A sound, well printed and laid out production from CILIP, with a good clear Index, this book contains 16 useful and varied papers by some of the most perceptive and authoritative LIS practitioners working today. This collection of papers has been culled from existing and past journals of LIS and provides some fascinating insights into areas such as the founding and history of Information Science as a discipline. Some o f the struggles and insights from the great names of Information Science are well recorded. Much of the written history of the early days of Information Science has been lost, erased or pulped so memory and oral history tries to suffice and fill in the gaps.
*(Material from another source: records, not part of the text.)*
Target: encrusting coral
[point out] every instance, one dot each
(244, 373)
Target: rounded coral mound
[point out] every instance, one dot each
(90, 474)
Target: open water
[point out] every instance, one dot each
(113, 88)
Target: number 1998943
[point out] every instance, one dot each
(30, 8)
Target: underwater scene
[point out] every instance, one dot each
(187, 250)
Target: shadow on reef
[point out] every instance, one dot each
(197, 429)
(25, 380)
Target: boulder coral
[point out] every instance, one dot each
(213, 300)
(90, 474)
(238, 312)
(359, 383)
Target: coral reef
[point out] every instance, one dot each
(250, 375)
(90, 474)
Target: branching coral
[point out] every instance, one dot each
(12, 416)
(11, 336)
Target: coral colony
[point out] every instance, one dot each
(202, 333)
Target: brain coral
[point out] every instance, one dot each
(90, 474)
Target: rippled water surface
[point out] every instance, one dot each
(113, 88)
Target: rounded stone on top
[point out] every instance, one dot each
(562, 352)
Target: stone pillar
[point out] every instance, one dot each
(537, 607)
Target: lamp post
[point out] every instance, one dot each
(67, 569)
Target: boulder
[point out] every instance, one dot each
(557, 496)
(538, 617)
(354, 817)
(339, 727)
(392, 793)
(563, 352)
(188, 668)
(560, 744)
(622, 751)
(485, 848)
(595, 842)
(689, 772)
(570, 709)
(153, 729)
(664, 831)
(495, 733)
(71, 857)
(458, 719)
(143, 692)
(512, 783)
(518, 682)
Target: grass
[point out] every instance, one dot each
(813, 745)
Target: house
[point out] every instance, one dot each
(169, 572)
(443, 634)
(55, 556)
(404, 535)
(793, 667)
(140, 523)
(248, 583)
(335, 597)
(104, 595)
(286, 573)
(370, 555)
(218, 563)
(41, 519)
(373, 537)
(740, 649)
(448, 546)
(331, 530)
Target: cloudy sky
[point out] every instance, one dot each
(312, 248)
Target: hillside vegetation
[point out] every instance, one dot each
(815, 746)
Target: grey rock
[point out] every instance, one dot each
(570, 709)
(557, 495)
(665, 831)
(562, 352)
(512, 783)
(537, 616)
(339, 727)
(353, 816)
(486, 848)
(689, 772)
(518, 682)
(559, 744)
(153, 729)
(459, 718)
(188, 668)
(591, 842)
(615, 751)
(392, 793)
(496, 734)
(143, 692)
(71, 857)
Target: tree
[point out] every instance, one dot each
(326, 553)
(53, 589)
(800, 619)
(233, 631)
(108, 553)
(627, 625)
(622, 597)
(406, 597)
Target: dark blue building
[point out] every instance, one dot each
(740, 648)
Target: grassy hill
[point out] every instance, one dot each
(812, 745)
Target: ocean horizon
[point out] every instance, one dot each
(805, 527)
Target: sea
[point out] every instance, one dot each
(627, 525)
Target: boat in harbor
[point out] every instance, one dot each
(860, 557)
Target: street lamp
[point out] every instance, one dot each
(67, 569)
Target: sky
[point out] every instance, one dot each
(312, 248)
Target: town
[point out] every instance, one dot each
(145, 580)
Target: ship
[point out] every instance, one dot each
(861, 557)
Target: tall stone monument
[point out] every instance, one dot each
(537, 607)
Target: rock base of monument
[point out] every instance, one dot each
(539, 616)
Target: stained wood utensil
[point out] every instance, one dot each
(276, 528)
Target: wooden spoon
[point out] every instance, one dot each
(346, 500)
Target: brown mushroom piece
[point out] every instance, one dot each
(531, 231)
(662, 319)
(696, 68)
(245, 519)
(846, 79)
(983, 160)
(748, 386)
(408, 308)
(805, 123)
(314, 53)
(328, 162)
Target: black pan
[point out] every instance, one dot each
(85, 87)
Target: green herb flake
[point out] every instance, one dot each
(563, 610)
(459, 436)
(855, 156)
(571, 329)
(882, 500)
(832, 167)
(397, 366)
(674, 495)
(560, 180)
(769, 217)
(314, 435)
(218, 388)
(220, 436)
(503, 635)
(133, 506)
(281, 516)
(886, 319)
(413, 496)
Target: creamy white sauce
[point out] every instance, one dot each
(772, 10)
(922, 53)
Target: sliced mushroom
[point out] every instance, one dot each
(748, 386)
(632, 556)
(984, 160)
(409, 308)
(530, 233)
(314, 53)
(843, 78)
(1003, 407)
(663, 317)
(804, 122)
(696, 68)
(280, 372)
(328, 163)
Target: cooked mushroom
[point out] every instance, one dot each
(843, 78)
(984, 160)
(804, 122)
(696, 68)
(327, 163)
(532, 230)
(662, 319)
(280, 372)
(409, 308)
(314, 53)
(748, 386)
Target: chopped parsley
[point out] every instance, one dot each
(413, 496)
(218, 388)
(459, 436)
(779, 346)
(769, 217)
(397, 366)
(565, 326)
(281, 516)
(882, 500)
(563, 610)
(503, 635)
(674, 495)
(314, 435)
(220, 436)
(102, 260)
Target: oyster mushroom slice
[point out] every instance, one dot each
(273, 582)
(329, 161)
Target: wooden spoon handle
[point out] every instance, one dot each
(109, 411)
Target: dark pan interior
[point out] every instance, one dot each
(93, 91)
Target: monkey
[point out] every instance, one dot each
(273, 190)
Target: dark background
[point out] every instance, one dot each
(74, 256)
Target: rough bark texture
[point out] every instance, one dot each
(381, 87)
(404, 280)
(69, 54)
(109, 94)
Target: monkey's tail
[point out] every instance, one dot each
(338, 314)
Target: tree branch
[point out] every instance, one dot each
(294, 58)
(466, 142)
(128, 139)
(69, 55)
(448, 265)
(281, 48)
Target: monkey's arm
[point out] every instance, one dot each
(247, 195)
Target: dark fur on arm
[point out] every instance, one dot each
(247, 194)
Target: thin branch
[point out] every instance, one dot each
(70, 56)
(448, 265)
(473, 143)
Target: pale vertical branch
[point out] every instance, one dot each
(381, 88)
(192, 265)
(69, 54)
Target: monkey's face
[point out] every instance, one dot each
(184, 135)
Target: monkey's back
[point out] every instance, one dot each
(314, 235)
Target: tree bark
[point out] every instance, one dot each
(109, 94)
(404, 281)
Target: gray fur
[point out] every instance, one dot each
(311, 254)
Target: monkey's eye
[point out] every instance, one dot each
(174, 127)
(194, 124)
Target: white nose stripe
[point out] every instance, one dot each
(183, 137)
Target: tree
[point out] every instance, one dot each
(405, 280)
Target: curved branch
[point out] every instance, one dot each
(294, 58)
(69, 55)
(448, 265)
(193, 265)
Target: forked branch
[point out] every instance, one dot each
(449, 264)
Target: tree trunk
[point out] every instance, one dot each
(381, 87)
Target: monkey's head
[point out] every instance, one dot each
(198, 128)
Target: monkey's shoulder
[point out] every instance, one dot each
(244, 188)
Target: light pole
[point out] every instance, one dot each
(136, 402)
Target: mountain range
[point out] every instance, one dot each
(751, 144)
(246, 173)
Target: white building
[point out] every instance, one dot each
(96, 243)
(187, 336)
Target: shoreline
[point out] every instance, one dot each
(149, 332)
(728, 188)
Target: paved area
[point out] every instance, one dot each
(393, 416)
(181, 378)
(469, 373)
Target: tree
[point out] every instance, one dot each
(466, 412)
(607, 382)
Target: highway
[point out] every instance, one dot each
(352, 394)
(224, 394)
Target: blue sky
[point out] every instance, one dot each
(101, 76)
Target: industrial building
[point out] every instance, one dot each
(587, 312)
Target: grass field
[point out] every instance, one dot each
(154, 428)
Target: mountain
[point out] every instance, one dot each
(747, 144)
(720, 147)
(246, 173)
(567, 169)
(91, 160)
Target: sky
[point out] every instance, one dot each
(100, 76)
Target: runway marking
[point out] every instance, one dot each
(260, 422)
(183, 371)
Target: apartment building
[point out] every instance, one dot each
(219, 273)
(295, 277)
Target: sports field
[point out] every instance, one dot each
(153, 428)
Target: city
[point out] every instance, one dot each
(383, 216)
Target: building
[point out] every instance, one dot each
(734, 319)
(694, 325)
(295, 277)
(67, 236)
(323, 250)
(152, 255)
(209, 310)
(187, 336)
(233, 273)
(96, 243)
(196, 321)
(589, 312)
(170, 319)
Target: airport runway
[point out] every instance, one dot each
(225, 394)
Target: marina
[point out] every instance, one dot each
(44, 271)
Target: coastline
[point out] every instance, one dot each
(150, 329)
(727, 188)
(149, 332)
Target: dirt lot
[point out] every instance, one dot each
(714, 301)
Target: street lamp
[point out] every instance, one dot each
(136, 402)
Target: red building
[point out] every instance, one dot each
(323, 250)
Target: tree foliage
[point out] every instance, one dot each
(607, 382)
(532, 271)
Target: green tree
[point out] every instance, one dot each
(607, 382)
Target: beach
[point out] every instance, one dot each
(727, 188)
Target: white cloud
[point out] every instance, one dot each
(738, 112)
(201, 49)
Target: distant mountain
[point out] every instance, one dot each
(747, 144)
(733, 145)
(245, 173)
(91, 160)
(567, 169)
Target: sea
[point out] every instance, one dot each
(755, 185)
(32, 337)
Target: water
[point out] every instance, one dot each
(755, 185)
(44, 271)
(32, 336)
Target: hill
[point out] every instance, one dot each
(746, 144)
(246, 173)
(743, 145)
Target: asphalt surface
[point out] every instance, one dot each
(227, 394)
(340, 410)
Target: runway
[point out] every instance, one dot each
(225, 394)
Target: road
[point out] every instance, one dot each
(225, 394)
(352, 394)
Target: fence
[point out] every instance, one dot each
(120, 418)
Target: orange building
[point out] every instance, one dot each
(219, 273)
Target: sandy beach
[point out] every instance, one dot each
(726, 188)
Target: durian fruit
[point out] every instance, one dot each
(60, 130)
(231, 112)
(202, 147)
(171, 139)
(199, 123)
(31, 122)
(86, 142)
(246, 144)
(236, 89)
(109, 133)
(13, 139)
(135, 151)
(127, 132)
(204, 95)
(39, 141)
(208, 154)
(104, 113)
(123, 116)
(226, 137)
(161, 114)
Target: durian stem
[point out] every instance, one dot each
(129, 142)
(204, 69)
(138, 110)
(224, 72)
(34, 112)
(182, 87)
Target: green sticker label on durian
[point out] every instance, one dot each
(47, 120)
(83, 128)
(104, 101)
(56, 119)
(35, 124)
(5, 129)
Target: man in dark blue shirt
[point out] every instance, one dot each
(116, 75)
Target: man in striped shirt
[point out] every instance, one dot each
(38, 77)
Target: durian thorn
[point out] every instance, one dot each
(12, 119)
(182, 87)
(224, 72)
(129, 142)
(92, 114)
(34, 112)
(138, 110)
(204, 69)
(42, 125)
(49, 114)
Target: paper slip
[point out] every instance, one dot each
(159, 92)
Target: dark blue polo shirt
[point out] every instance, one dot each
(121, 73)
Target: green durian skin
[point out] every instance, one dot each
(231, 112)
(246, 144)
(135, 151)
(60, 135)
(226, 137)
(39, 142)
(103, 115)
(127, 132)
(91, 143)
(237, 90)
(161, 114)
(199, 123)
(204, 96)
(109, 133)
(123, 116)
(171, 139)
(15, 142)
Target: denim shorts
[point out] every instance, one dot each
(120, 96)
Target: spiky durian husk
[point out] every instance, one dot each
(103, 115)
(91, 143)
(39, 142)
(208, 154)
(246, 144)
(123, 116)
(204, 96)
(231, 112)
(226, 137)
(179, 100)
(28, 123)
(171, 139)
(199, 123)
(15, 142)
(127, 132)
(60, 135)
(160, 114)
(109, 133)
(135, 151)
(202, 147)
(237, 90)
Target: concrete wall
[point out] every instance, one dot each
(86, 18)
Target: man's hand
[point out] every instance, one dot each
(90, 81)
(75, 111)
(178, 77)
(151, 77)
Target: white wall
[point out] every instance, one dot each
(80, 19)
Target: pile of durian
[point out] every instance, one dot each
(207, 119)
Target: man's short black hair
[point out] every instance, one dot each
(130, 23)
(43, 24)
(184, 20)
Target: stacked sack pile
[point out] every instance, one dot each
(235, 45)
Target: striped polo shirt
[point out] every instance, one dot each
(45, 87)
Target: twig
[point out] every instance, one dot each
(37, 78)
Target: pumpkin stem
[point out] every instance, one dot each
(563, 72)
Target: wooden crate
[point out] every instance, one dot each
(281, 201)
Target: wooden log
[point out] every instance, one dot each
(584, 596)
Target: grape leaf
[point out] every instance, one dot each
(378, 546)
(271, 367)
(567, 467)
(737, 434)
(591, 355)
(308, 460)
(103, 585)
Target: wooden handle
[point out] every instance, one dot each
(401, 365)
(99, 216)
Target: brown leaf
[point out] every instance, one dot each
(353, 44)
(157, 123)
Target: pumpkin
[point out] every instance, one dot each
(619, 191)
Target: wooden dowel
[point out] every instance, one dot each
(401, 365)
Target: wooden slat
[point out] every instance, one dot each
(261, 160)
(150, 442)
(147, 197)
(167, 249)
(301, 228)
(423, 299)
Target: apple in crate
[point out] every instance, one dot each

So the inclusion of some of the “Great and good” of Information Science – Jason Farradane, Jack Meadows, and Alan Gilchrist for example – is highly appropriate and germane.
Charles Oppenheim provides a well written and lucidly argued review of the concepts of “Open access” and the electronic publishing sector in academia, and the arcane sense of bibliometrics gets a good workout from Mike Thelwall. There is an entertaining paper from Eugene Garfield entitled “How I learned to love the Brits” wittily outlining his role in the founding of the Institute for Scientific Information and, later, the Institute of Information Scientists – now of course subsumed within CILIP. That noted, forward thinker, Blaise Cronin, presents a clear and enlightening account of the impact of various theories on Information Science. I particularly enjoyed his phrase “a congeries of theory fetishists promoting the latest ‘ism’”,
So an interesting, if hefty, volume, stuffed with great words and observations from eminent information scientists. Well indexed and referenced, this is a useful addition to the literature of Information Science from the reputable stable of CILIP's publishing house – Facet Publishing.